We are trying to run a query like following and it’s pushing down different ES query to different versions of ES clusters
Select t.a, count(t.a) as a_count
From tbl t
Group by t.a
Order by t.a ASC
Limit 5
Now for ES version 5.6.2 the pushdown query involves the group by & aggregation and rest of the order by and limit clauses are executed in Dremio i imagine. But for newer ES 6.0.0, we don’t get a pushdown at all - it’s just a match_all query. Because of this there is a huge discrepancy in performance, ranging from about 3-5 seconds in the first case to 3.2 minutes in the second.
How do we figure out why it’s behaving like this and decides to not pushdown in the newer cluster?
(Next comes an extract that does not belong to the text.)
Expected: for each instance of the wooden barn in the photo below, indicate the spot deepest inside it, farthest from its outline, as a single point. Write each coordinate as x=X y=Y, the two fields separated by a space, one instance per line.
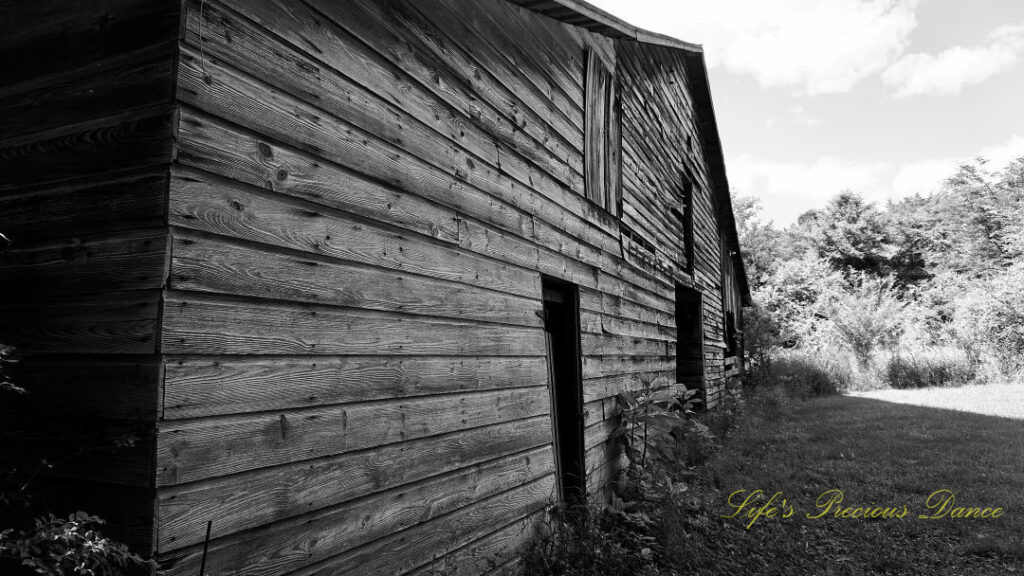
x=361 y=278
After investigating the query profile, it seems group by behaviour is determined by elastic type for the group by field - group by text fields are not pushed down but keyword, date and long are. Which makes sense because of the uninverting index performance issues and fielddata being disabled by default.
Another related question is why are order by not pushed down to elastic. A simple query with ordering and limit is expected to be fast by our users, but since pushdown doesn’t work the queries take awfully longer :
SELECT t.a
FROM tbl t
ORDER BY t.ingestDate desc
LIMIT 10
In this case, we want to look at the latest 10 rows ordered by ingestDate field. But since pushdown doesn’t work in this case, it gets the whole dataset to dremio before returning the final result set. What’s the rationale behind this?